In general, your average chocolate consists of two components: Coca and cocoa butter. Cocoa solids are used for flavouring, while cocoa butter gives the rich texture of this delicious chocolate.
If you are looking for more of a chocolatey flavour, cocoa powder can be your best bet as it only contains 10 to 12% while unsweetened chocolate contains 55% cocoa butter.
So the bigger bursts of chocolatey cocoa powder are always recommended for your regular desserts.
What happens to the cocoa beans?
As the fruits directly extracted have a bitter taste, it needs to be effectively fermented to bring it to the condition that is not only edible but tastes great too.

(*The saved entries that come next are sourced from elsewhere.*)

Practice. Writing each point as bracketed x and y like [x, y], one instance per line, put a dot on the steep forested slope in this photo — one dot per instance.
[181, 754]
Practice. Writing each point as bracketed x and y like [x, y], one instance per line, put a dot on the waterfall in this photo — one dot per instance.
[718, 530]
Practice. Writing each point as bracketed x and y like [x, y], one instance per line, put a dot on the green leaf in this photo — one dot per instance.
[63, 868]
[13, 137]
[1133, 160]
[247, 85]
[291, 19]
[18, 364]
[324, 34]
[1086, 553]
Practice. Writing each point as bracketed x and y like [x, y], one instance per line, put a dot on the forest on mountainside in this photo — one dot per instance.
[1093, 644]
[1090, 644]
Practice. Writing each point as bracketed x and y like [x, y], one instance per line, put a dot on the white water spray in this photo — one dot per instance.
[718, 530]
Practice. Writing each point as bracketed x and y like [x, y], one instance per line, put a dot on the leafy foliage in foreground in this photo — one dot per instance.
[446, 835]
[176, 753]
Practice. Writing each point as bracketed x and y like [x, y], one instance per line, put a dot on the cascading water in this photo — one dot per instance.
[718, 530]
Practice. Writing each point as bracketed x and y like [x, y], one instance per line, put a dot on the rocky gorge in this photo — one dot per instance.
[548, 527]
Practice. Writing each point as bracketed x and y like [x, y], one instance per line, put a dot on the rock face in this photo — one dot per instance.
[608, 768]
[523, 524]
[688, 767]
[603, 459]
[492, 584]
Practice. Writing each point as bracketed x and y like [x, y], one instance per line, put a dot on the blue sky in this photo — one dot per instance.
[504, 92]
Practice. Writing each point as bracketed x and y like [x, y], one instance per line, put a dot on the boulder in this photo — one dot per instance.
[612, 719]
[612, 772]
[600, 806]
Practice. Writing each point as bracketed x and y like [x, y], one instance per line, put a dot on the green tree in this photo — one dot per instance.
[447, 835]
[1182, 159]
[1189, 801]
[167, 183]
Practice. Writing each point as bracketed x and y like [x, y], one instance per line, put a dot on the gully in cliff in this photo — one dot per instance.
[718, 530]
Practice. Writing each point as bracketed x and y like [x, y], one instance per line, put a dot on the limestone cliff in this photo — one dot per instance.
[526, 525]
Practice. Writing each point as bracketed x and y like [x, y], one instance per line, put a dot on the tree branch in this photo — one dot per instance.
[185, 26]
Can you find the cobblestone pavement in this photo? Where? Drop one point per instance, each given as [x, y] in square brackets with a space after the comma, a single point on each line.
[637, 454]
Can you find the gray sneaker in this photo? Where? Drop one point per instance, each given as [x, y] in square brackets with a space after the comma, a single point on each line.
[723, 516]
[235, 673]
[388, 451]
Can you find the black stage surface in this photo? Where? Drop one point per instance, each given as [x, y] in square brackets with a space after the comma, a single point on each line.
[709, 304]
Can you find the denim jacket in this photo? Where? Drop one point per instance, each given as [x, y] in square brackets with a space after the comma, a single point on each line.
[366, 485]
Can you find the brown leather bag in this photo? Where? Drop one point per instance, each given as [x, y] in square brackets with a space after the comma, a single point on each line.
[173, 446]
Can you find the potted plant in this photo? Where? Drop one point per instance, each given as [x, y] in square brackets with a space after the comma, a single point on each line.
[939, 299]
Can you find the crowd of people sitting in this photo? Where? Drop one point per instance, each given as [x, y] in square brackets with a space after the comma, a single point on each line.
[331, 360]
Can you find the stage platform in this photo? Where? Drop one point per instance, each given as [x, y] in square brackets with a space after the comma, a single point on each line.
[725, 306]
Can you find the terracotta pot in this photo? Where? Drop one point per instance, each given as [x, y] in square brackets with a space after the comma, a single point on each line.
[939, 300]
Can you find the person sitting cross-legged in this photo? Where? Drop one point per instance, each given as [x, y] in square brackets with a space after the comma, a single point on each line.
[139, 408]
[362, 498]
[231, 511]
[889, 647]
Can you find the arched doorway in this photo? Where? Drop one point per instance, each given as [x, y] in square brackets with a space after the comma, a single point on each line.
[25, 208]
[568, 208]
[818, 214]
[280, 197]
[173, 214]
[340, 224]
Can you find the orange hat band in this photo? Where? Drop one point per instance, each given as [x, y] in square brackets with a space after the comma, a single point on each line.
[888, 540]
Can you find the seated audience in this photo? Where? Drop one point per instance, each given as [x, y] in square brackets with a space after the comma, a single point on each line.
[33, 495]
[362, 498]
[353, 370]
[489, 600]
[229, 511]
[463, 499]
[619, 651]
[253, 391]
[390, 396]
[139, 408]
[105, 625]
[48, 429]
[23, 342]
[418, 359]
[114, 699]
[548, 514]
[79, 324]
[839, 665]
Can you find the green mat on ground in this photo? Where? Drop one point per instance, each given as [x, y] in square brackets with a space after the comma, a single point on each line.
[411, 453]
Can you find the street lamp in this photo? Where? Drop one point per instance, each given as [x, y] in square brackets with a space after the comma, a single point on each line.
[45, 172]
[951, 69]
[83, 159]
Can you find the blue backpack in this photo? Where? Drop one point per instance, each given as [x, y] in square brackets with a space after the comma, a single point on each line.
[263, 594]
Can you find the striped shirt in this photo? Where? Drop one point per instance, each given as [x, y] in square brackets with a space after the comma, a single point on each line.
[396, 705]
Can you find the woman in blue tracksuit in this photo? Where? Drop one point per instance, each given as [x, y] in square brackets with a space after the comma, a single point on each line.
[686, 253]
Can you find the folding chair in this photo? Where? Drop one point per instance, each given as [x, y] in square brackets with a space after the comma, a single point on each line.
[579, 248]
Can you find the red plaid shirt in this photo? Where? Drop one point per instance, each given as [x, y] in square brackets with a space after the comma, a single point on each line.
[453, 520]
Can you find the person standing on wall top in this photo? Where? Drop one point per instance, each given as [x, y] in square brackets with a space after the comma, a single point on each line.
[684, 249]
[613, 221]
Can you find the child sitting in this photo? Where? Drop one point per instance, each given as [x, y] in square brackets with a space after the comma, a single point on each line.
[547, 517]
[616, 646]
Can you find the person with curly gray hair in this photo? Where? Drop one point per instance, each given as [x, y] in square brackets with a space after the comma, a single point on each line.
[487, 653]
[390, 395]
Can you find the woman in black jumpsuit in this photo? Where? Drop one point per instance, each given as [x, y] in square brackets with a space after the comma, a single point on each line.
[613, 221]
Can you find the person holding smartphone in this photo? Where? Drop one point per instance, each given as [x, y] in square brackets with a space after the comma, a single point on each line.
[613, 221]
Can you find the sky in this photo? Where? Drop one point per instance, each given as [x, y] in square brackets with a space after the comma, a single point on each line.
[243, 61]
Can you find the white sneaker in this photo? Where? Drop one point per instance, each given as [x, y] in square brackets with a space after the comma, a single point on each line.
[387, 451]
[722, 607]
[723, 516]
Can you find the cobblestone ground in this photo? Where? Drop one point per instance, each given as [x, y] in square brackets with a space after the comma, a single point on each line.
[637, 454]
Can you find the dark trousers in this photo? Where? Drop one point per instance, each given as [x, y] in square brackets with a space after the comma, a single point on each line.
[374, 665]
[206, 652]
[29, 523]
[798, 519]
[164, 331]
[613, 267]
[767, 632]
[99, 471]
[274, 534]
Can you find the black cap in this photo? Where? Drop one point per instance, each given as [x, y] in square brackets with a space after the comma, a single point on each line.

Here, they remove the shell of the cocoa bean to produce cocoa nibs and mass to form its liquid form. This new formulation gets converted into commercial solid chocolates, cocoa butter and other forms of liquid chocolate to add variety for all the chocolate lovers out there.
The best part about cocoa beans is that depending on the fermenting process, they can be used as a skincare product or something to satisfy our taste buds. Regardless of the type, cocoa beans have never failed to be an important part of our everyday life.
All in all, as you have already seen (or should I say read) from this guide, chocolate is made from cocoa beans. However, the process isn’t as straightforward as it may seem.
From the initial extraction and fermenting of the cacao plants to the final product, cocoa liquor makes it to the $178.11 billion industry that is making its mark in delicious confectionery, bars, and chocolate cakes to satisfy your sweet tooth.